But one important consequence of the proxy-war argument, critics say, has more to do with Palestine than with Iran. By portraying Hamas as nothing more than a projection of Iranian power, commentators implicitly reject any notion that the group may derive its influence from specifically Palestinian concerns.
By doing so, the critics argue, these commentators seek to assuage Israeli consciences by portraying Hamas as the product of a nebulous Islamist menace rather than of local grievances about occupation, refugees, or settlements.

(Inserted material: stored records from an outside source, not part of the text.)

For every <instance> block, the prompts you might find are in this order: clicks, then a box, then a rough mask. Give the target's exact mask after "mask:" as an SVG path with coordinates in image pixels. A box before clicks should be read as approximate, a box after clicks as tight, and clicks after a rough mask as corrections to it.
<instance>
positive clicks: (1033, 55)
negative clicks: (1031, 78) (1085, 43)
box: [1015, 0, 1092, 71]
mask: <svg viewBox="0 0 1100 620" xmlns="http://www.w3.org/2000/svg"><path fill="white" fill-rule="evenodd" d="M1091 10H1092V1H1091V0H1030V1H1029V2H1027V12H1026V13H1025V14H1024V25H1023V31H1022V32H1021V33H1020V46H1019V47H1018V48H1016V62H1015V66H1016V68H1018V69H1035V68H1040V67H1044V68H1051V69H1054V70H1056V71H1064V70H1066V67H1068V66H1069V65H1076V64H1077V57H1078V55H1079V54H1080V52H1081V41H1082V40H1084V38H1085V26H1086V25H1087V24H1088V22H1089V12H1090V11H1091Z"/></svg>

But more than that, they seek to remove any impetus to compromise on such issues. If Iranian power is the real cause of Israel’s Palestinian problem, then a local settlement with the Palestinians would do little to alleviate Israel’s insecurity.
In response, a growing number of analysts have spoken out against this line of thinking.
"Yes, the conflict has been exploited on many sides and certainly by Iran and other hardliners in the region," wrote former Israeli peace negotiator Daniel Levy of the New America Foundation on Monday. "[B]ut if the unaddressed Palestinian grievance did not exist then it would not be there to exploit."
White concurred in his assessment of the situation.
"The [proxy war] view is a very unsophisticated one," he told IPS. "This is at bottom a struggle between Hamas, along with many other Palestinians, and the Israelis."